Je traverse le bâtiment de l’Assemblée relativement désert. Dans la salle des 4 colonnes où s’agglutinent habituellement quantité de journalistes prêts à tendre leurs micros aux meilleurs clasheurs de l’hémycicle (pas de buzz, pas de politique à la maison du peuple) seulement deux ou trois journalistes se tiennent là, et deux huissiers avec masques en arrière plan des caméras pour la télévision. Si j’étais mauvaise langue, je raconterai que la quinzaine d’autres huissiers croisés ce jour là ne portaient pas de masque et que la méthode du ploutocrate parlementaire en chef de l’Assemblée nationale, c’est : « fais de la Com’ et tais toi », y compris chez le personnel administratif qui ne devrait pourtant pas être au service d’un homme mais bien à disposition des parlementaires et donc du peuple. Mais que voulez-vous, tant que ça marche...

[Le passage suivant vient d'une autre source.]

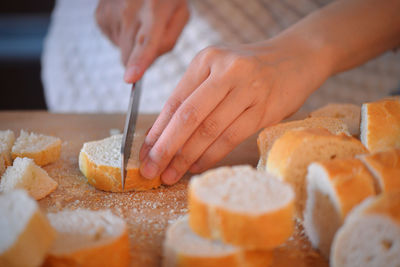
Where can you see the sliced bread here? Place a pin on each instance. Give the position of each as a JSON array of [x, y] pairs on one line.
[[380, 125], [241, 206], [100, 162], [295, 150], [26, 234], [385, 167], [41, 148], [182, 247], [88, 238], [350, 114], [25, 174], [267, 137], [370, 235], [334, 187]]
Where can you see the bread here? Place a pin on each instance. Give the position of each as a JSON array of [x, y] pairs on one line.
[[88, 238], [334, 187], [242, 207], [370, 235], [27, 175], [296, 149], [42, 149], [26, 234], [182, 247], [385, 167], [7, 140], [380, 125], [100, 162], [350, 114], [268, 136]]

Une poignée de députés dans l’hémicycle et au total 5 ministres se succéderont pour ces Questions au Gouvernement en temps d’épidémie.

Ma question élude volontairement la pénurie de masques ou l’obscurité qui règne sur les tests car je voudrais véritablement avoir des éclairages sur la politique générale du gouvernement, bref, savoir si on va vers un tournant après le discours de la veille au soir du Président de la République ou si on continue droit dans le mur par quelques artifices discursifs.

Richard Ferrand est dressé comme un coq au perchoir. Vient mon tour. Je me lève vers mon micro. Comme je suis au poulailler, avant dernier rang derrière le député Ruffin, la caméra met un peu de temps à me trouver.